The hospital deployed PerformancePoint Server as part of its business intelligence (BI) platform. The solution enables staff to define and use scorecards and key performance indicators (KPIs) to drive accountability throughout the facility. They now have access to trending analysis and analytics that tell them who is getting sick with what, and breaks down data by demographics.

To read more about the case study for the Credit Valley Hospital, see Hospital Delivers Better Business Insight with PerformancePoint Server 2007.

Education

Capella University

Successful universities are ultimately driven by student enrollment rates. Moreover, it is commonly the valuable information locked inside enrollment data that holds the key to successful marketing tactics and improved revenue. Capella University describes the following business challenges from previous attempts to incorporate reporting and analysis tools.

  • KPIs were identified but IT lacked the proper toolset to display them to decision-makers.

  • Standard reporting tools required too many resources for helping users understand the relational database model.

  • IT considered Web components for the front-end solution but decided this would require too many development resources.

Capella chose to move operational data to a SQL Server database and put data into OLAP cubes to simplify displaying hierarchies and relationships to end users. The flexibility of Microsoft Office PerformancePoint Server 2007 allows IT to tailor the delivery of data according to unique user needs across several departments, including admissions, marketing, finance, and individual educational departments. Casual users are provided with static views of data while approximately 20 business analysts use the "slice and dice" capabilities to perform deep root-cause analysis of the data. Dashboards and enhanced charting capabilities allow users to display high-level KPI information and more easily monitor the performance of the university.

To read more about the case study for Capella University, see Capella University Monitors Growth with Microsoft Office PerformancePoint Server 2007 and Microsoft SQL Server 2005.

IT

Philips Medical Systems

Philips, a supplier of high-quality medical equipment, provides service for purchased medical systems. More than six thousand engineers work worldwide to gather information on the performance of the medical equipment, such as MRI scanners and X-ray machines. Information that can be analyzed for trends and reported on can be downloaded automatically via a remote service network.

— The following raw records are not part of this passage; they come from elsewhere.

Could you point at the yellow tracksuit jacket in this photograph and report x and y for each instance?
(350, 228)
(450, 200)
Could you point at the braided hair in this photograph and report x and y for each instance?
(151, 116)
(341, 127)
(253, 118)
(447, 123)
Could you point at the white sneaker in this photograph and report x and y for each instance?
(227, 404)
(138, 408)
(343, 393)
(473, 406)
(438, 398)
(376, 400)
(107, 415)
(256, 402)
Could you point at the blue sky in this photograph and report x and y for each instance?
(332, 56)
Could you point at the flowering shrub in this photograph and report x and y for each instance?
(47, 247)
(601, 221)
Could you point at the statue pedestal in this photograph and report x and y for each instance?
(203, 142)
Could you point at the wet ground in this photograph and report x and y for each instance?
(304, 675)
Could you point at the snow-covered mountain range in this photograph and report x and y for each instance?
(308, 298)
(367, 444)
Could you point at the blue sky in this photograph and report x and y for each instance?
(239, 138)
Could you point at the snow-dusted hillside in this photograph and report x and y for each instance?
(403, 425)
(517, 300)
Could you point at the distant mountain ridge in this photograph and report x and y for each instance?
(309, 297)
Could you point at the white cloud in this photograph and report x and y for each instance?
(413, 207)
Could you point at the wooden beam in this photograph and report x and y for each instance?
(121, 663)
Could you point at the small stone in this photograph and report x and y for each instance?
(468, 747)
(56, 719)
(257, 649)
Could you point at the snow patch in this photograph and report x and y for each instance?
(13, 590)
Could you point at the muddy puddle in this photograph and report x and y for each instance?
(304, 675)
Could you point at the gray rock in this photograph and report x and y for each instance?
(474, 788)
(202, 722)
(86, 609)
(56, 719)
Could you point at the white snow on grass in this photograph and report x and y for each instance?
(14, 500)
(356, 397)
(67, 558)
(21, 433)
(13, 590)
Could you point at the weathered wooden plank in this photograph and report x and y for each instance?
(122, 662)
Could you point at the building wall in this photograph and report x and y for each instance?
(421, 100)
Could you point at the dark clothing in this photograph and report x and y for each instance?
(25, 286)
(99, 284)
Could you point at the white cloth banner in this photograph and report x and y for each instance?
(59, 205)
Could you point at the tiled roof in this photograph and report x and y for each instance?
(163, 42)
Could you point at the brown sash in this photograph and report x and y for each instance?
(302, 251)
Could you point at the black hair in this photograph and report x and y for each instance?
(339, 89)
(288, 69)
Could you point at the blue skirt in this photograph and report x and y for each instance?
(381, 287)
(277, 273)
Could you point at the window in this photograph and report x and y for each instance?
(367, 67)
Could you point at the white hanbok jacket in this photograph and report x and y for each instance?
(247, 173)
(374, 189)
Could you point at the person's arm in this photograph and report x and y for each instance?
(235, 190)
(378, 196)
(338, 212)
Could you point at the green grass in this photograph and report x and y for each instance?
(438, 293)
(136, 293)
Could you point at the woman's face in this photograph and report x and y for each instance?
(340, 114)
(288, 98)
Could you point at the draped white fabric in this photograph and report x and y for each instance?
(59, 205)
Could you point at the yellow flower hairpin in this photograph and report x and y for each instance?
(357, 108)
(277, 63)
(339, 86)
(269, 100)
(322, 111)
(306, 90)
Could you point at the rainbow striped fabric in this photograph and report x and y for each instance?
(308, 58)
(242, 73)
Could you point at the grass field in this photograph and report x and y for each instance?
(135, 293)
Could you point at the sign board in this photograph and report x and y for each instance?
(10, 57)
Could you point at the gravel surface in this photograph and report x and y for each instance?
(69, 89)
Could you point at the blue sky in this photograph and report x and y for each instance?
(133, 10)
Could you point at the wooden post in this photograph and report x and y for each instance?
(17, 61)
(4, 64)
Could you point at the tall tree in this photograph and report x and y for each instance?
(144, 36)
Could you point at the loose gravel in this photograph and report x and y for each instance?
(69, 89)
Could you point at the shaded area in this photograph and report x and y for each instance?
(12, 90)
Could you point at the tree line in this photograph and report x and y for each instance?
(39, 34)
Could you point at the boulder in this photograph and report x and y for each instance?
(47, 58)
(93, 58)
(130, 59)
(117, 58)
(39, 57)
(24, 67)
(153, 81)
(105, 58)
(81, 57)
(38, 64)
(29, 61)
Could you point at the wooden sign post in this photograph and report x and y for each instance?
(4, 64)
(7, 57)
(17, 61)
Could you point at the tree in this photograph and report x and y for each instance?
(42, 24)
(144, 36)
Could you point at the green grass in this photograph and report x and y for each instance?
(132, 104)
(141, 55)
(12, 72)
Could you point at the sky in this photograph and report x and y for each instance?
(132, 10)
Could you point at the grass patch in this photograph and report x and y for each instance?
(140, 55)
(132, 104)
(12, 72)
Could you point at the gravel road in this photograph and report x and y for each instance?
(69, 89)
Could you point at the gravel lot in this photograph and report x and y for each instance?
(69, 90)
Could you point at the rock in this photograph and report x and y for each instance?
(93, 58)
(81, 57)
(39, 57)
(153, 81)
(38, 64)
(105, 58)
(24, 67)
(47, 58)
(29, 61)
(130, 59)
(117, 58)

Philips wanted to streamline the activities performed by customer service, service representatives, and field service engineers. To do this, Philips uses an SQL Server database with its data warehouse capability. The database currently holds 0.5 TB of data and more than 800 million records of events. The monitoring activities for locations that are linked to the system cover aspects such as image quality, hardware errors and crash information. Philips is able to act pre-emptively on hardware issues.